The “planet” is a 5,974,000,000,000,000,000,000,000 kilogram orbiting spatial body with a solid inner core, a molten outer core, and a 2,800-kilometre thick mantle. It has survived an asteroid collision so monumental it actually did set the surface world on fire. Real fire. As in what we now think of as part of India burst into flames because of the combustion near what we now think of as Latin America. But we weren’t there to put it out. We wouldn’t have been a match for it if we had been. When it comes to saving “the planet” as a whole, we still barely make a pinch of difference.
But that does not, and will never, translate into lamely accepting the shoulder shrugs of some climate change sceptics who insist it makes no difference whether or not we continue to pump extraordinary amounts of waste into the atmosphere to preserve our relatively recent hyper-abundant way of life. Such a posture defies physics, chemistry, and the iron law of plugged toilets. You simply cannot go on adding effluent to any system faster than its ability to clear what’s already arrived. To continue doing so is a recipe for disaster because it replicates a template of bad stewardship.

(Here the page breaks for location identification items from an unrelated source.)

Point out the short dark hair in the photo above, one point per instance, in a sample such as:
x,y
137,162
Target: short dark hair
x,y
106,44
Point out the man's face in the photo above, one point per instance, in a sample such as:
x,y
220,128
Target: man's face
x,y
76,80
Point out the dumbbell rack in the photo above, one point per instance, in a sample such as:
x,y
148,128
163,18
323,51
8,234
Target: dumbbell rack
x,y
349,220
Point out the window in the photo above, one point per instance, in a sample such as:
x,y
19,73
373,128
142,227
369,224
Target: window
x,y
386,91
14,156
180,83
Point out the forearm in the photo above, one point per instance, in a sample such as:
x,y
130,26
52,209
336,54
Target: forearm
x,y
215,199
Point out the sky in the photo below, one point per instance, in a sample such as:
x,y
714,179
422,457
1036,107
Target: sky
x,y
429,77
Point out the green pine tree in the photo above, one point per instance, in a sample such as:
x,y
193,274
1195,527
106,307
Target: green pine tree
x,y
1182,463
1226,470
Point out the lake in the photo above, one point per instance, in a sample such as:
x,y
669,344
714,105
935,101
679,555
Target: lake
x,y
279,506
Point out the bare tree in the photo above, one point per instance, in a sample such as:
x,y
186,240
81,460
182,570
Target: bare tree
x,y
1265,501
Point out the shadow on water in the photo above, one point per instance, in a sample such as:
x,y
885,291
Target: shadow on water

Whether or not earth’s climate is changing as drastically and as perilously as some voices insist, we have to change. Seriously have to change. The change will require far more than the Band-aids of carbon taxes, for example, or the improvisational moralism we saw in the recent federal election campaign. It will mean deep, and no doubt costly, restructuring of what we consider urban life, of century-old habitation and consumerist patterns, of getting used to walking where once we would ride. But, hey, even the old-style popes learned to walk when they abandoned their sedan chairs. Just so did we all when we started walking out of the Makgadikgadi-Okavango paleo-wetland 200,000 years ago.
We did it then. We can do it again. We just have to start communicating properly, respectfully and seriously instead of insisting on winning the argument or changing the subject.